Robustness and uncertainty of direct numerical simulation under the influence of rounding and noise
Martin Karp, Niclas Jansson, Saleh Rezaeiravesh, Stefano Markidis,, Philipp Schlatter

TL;DR
This study investigates how reduced numerical precision and noise affect the accuracy and robustness of direct numerical simulations of turbulence, highlighting the benefits of stochastic rounding over deterministic methods.
Contribution
It introduces an experimental methodology to assess the impact of precision and noise on DNS and compares different rounding schemes and noise effects.
Findings
Stochastic rounding impacts results less than deterministic rounding.
Precision is crucial in regions with small velocity changes.
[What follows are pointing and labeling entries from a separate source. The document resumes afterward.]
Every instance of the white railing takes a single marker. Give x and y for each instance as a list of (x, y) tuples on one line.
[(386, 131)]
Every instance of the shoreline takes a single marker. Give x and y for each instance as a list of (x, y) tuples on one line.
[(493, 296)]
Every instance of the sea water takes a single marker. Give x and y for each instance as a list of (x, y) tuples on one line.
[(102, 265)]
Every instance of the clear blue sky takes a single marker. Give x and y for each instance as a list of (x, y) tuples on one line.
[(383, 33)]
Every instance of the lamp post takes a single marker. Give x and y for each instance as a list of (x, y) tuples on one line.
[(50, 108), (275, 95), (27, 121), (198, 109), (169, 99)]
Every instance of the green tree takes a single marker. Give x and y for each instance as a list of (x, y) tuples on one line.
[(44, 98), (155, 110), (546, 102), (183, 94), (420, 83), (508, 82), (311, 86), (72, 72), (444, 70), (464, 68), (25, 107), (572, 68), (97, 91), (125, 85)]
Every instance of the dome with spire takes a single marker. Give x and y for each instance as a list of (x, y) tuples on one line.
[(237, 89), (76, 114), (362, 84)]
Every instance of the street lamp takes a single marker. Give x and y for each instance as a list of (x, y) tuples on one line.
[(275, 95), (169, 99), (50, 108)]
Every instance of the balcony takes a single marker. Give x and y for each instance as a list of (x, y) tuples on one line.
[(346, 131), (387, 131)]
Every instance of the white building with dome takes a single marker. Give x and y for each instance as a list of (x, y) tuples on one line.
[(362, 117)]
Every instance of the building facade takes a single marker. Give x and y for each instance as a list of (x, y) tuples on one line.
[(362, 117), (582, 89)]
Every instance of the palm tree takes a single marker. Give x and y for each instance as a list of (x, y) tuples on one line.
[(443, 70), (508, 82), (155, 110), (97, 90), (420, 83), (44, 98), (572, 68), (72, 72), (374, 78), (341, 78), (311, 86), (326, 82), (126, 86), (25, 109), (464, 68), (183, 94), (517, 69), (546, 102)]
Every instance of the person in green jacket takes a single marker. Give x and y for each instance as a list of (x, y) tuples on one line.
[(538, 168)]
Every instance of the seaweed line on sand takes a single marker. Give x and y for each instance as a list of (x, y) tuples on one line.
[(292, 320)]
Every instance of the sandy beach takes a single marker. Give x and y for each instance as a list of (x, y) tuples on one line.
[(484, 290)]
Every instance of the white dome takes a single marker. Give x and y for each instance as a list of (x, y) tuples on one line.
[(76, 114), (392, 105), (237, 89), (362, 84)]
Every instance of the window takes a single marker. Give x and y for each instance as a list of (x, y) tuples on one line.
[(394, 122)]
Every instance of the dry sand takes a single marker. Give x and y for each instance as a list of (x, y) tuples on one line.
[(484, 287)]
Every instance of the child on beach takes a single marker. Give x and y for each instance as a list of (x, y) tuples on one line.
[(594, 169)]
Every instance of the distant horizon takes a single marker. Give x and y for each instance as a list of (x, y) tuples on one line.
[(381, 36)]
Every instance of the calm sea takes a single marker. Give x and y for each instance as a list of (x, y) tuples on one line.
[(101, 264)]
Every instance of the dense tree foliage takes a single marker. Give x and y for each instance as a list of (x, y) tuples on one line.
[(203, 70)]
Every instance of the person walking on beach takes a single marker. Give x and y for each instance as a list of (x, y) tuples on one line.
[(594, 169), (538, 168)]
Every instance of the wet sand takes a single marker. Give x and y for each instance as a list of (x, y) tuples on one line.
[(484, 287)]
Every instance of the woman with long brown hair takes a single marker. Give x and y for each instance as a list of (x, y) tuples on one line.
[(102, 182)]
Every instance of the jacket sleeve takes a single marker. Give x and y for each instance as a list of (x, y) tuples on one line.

Noise has a lesser effect than deterministic rounding in turbulence simulations.
Abstract
Numerical precision in large-scale scientific computations has become an emerging topic due to recent developments in computer hardware. Lower floating point precision offers the potential for significant performance improvements, but the uncertainty added from reducing the numerical precision is a major obstacle for it to reach prevalence in high-fidelity simulations of turbulence. In the present work, the impact of reducing the numerical precision under different rounding schemes is investigated and compared to the presence of white noise in the simulation data to obtain statistical averages of different quantities in the flow. To investigate how this impacts the simulation, an experimental methodology to assess the impact of these sources of uncertainty is proposed, in which each realization at time is perturbed, either by constraining the flow to a coarser discretization…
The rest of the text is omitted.